The judge refused to give the instruction and the plaintiffs seasonably objected. The requested instruction, grounded in part on the cited Pennsylvania decision, attempts to engraft on the language from the McGuiggan case a standard which is particularly applicable to minors. The Pennsylvania decision relied upon the violation of a statute prohibiting the sale of intoxicating liquor to a minor as establishing negligence per se on the part of a social host, who permitted a minor to drink, and become intoxicated, where the minor thereafter drove a car negligently, causing an accident. In connection with the Pennsylvania case, the plaintiffs make reference to G. L. c. 138, § 34A (1990 ed.), which makes it a criminal offense for anyone under the age of twenty-one to procure an alcoholic beverage, for his own or for another minor’s consumption. The purpose of the requested instruction, the plaintiffs suggest, is to have “Massachusetts . . . adopt [as a rule of common law] the position that a host breaches his duty to innocent third persons when the host permits the minor to consume any amount of alcoholic beverages that contributes to the minor’s intoxication, resulting in injury.”

The instruction was correctly declined. Violations of the Commonwealth’s liquor laws concerning minors “do not expressly or implicitly grant an independent ground for civil liability,” Ulwick v. DeChristopher, supra at 408, and “[i]t has long been the rule in this Commonwealth [unlike the rule in Pennsylvania] that violation of a statute does not by itself establish a breach of duty, for it does not constitute negligence per se.” Id., quoting Bennett v. Eagle Brook Country Store, Inc., 408 Mass. 355, 358-359 (1990).3 The applicable *296common law principles in the area under consideration are those described in the McGuiggan, Wallace, Dhimos, and Ulwick line of cases which' have been discussed in this opinion.

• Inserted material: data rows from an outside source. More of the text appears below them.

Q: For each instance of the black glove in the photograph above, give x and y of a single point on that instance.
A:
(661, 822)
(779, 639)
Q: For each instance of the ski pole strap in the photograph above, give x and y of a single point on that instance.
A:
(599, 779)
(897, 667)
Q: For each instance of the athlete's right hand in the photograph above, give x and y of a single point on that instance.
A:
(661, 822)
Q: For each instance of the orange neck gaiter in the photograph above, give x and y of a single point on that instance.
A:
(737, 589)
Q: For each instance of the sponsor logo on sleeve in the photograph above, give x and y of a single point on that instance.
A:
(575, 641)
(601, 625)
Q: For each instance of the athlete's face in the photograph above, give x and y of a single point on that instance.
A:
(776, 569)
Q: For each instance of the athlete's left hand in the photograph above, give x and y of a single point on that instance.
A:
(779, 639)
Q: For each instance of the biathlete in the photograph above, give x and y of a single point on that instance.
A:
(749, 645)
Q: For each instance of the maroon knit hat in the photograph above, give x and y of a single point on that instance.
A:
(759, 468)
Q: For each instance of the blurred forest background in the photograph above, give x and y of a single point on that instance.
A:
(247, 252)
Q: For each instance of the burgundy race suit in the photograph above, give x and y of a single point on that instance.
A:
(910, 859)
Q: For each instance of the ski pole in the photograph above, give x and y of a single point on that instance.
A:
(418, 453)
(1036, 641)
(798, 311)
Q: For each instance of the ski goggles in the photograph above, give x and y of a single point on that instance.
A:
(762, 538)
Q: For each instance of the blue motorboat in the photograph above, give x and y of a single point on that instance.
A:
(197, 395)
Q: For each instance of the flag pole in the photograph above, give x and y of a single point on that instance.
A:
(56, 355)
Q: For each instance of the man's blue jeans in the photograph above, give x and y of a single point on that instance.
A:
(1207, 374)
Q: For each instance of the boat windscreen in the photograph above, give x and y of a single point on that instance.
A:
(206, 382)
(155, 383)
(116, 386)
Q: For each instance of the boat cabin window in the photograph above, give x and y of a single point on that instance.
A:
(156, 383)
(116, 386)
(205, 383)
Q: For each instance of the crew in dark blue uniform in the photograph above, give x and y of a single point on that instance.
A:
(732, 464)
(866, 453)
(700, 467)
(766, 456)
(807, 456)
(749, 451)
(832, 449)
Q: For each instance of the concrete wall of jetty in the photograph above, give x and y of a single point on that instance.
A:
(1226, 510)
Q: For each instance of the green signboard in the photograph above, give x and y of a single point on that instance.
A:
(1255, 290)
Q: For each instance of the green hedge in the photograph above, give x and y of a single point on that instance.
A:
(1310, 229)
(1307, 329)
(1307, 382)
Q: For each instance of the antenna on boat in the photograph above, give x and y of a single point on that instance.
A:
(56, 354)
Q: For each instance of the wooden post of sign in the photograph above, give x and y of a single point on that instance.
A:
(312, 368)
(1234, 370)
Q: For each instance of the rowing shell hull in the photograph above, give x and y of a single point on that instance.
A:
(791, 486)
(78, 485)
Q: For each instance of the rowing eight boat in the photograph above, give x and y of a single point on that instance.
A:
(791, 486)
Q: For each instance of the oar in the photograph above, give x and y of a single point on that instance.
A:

3. The plaintiffs’ motion for new trial raised no issue that has not already been discussed.

Judgment affirmed.

Order denying motion for new trial affirmed.

The minor who caused the accident, Brian B. Jordan, was a codefendant in the case. The jury found that Jordan was negligent in operating his car and that his negligence was the sole proximate cause of the injuries suffered by the plaintiffs. The jury awarded the plaintiffs $405,000 in damages against Jordan.

The plaintiff in Ulwick v. DeChristopher, 411 Mass. 401 (1991), made a similar argument, citing two Federal cases interpreting Pennsylvania law. See Fassett v. Delta Kappa Epsilon (N.Y.), 807 F.2d 1150 (3d Cir. 1986), cert. denied sub nom. Turgiss v. Fassett, 481 U.S. 1070 (1987), and Macleary v. Hines, 817 F.2d 1081 (3d Cir. 1987). In those cases, entry of summary judgment was reversed “where the record disclosed that the defendants had participated in the planning or funding of social events *296where liquor was consumed by minors.” Ulwick v. DeChristopher, supra at 407 n.3. We observed in Ulwick that, aside from these two Federal cases, the plaintiff had been unable to provide us with authority from any other jurisdiction imposing “a common law duty in circumstances where the social host has not served or provided liquor to a minor guest.” Id. The plaintiffs in this case have not remedied the deficit of authority supporting their position.